The issue here is that we can just 'decide' that viruses are alive. Viruses are most likely a key to what was around before 'life'.

---------- Post added at 01:25 PM ---------- Previous post was at 01:21 PM ----------

kennethamy wrote:
All things are made up of electrons.
Electrons have spins

So all things have spins.

Right?

Chairs are neither alive nor dead. Although they are either alive or not alive.


Correct. "Although they are either alive or not alive" is following our logic and is our perception. There is no inherent 'alive' or 'dead' to the universe because we are all constructed of the same quantum pieces. It would almost seem contradictory until further analyzed.
 
kennethamy
 
Reply Sun 17 May, 2009 12:29 pm
@xris,
xris wrote:
This thread is becoming more profound by the minute....Records spin ,my heads spinning to the music, like a record baby you spin me..spin me... like a record baby..
Electrons spin, chairs are dead but not yet dead..ye man..you spin me like a record ...Sing this to a record baby..sing and spin...
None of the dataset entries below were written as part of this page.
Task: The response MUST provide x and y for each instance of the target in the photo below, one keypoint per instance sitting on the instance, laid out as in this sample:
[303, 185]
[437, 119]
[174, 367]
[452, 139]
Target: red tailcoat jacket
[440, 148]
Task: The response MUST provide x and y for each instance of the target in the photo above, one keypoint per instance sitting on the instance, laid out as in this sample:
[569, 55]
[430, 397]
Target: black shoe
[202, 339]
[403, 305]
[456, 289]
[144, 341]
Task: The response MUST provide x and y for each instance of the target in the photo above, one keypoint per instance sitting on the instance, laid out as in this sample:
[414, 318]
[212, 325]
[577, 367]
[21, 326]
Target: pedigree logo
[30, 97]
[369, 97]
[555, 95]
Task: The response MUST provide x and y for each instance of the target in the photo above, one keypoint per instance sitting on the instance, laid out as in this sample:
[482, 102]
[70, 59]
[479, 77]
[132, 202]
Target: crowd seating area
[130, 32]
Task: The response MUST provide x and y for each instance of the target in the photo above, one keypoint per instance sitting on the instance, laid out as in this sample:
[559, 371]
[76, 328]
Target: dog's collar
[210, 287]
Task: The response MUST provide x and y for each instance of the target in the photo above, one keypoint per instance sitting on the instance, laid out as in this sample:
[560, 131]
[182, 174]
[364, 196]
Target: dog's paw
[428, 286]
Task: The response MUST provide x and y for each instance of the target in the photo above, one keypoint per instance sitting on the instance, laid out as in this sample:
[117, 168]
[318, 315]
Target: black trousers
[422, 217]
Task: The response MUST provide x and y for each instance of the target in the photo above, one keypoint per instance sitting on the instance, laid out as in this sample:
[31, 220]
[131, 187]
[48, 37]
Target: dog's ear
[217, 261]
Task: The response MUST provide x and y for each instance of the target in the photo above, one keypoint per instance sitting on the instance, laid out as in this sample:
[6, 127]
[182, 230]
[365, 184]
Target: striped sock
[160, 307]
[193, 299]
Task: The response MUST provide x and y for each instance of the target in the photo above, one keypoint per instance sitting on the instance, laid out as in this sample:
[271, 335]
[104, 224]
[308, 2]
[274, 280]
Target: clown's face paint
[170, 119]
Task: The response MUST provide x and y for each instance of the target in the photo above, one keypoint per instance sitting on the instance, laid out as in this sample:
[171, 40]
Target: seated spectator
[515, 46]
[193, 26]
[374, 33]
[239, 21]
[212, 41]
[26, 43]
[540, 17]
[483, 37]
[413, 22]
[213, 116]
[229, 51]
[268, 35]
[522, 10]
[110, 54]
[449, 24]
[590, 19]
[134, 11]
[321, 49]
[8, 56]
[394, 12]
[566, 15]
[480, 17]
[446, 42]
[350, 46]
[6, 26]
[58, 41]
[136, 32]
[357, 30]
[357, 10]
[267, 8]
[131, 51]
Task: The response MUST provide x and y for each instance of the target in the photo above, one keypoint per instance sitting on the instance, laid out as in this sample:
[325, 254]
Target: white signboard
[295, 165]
---------- Post added at 12:56 PM ---------- Previous post was at 12:55 PM ----------

All royalties to be sent to xris..care of philosophy forum..


Yes. Electrons do spin, and people are made up of electrons. But people do not spin. So, from the fact, if all things are made up of strings, and strings are either alive or dead, it does not follow that the things they are made up of are either alive or dead. Do you see why your argument is no good?

And, besides, it is not true that strings are either alive or dead. It makes no sense to say of strings (or chairs) that they are dead, since they are not capable of being alive. You are confusing everything is either alive, or not alive, which is true, with everything is either alive or dead, which is false.

So your argument not only is invalid (since the conclusion does not follow from its premises) but it also has a false premise. So, your argument is unsound in both the ways in which an argument can be unsound: invalid, and false premises. Way to go.
 
Riordan
 
Reply Sun 17 May, 2009 12:43 pm
@kennethamy,
kennethamy wrote:
Yes. Electrons do spin, and people are made up of electrons. But people do not spin. So, from the fact, if all things are made up of strings, and strings are either alive or dead, it does not follow that the things they are made up of are either alive or dead. Do you see why your argument is no good?

And, besides, it is not true that strings are either alive or dead. It makes no sense to say of strings (or chairs) that they are dead, since they are not capable of being alive. You are confusing everything is either alive, or not alive, which is true, with everything is either alive or dead, which is false.

So your argument not only is invalid (since the conclusion does not follow from its premises) but it also has a false premise. So, your argument is unsound in both the ways in which an argument can be unsound: invalid, and false premises. Way to go.


Actually people are vibrating and spinning. You are 99.9999% empty space -- which I can prove mathematically if you are interested -- which leaves plenty of room for these atoms to 'spin'. If these things are spinning at the near the speed of light, its appearance to us would be spherical dots that make us up (similar to pixels on a screen). Why aren't we spinning? It is happening at a small level so that we cannot see it. The fact that you cannot 'see' it happen is really invalidated and my premise still true.

Instead of "living", use the words "Alive" or "Not Alive".
 
xris
 
Reply Sun 17 May, 2009 12:45 pm
@kennethamy,
I fear you protest tooo much..I see life as independent of outside assistance..it dont need a computer geek or engineer..Life is self sustaining, reproductive...tell me can any of your human engineered objects perform to that criteria?